Wesley is unusual. Already in 2010 he had sharper theological insight than most seminary graduates and a more thorough understanding of the United Methodist Church than I will ever have. (He said he had watched every second of the last UMC General Conference on his computer—like it was an edge-of-your-seat movie. I told you he was unusual.)

So I wasn’t shocked to hear that just out of seminary, Wesley was already influencing major decisions in the North Georgia Conference where he serves. Last year, he urged his conference to alter its budget—rejecting several proposed raises—and they accepted his proposal by a wide margin. This year, the conference is again proposing raises, and Wesley has again urged voting members to reject them. This time he sent a written letter to members of the annual conference and plans to speak again when they discuss the budget.

Because I’ve written about clergy compensation (see the “Related Posts” below), I’ve received several messages about it from people in the North Georgia Conference. I think this is important. North Georgia is the largest conference by membership in the UMC and one of the wealthiest. If they begin to change their attitudes toward clergy compensation, they could lead the way for many other conferences.

So I asked Wesley if he would share more. Here’s an interview I just did with him (Note: It’s long. I didn’t want to cut it short for those of you who are interested…) 

Last year, you were all of a few months out of seminary, and you decided to speak up against raises for your conference’s Cabinet (who happen to be, in many ways, your boss[es]). This year, it seems you’ve gone a step further, writing a letter in advance to urge people to vote against raises. That doesn’t seem like the clearest path to ordination and career advancement. Can you say some more about why you’re doing this?
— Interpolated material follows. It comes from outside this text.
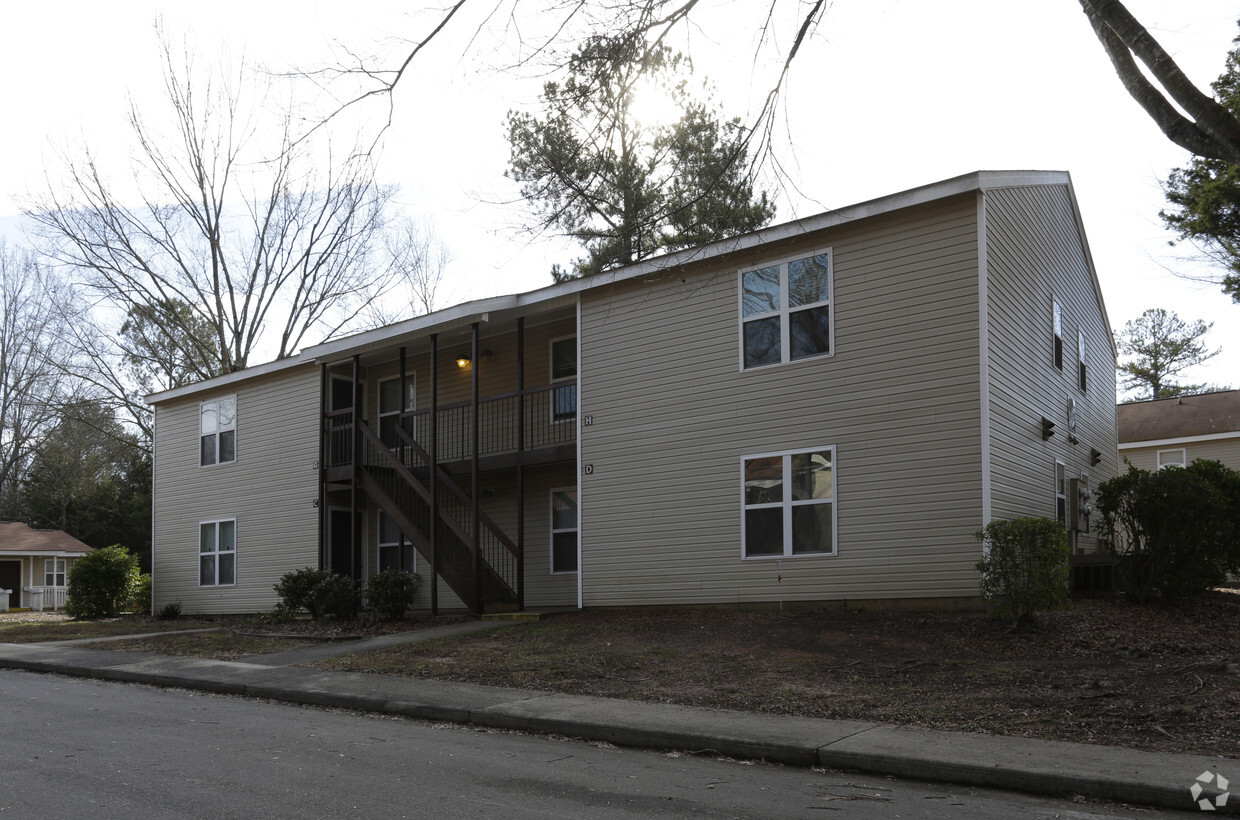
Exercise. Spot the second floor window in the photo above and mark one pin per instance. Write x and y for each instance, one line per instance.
(786, 311)
(563, 366)
(217, 431)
Quite frankly, I am doing this because I think our current practices as a denomination, as they relate to clergy compensation, are far too influenced by American capitalism. This is not unique to the United Methodist Church by any means, and we do better than some others—the nature of itinerancy actually helps to keep our highest-paid clergy in our largest churches at a much lower salary than the pastors of the largest churches of more congregational denominations.

But in my opinion, when we talk about clergy compensation we are not influenced enough by Scripture or the Wesleyan tradition, both of which recognize the real danger that wealth can present. You’ve written extensively on this, so I won’t rehash the arguments you’ve made, but I think this subject has been ignored for far too long in our denomination and in American Christianity as a whole. So, even if I don’t succeed and the raises pass, I hope that by speaking about this, it can begin conversations among clergy and laity alike about how we most faithfully use the resources God gives us. 

The raises will have little actual impact on me. I did the math; it will cost my congregation about $45 more in apportionments next year if the raises pass. But the danger of not having a theological conversation about clergy compensation is much bigger than the actual financial impact.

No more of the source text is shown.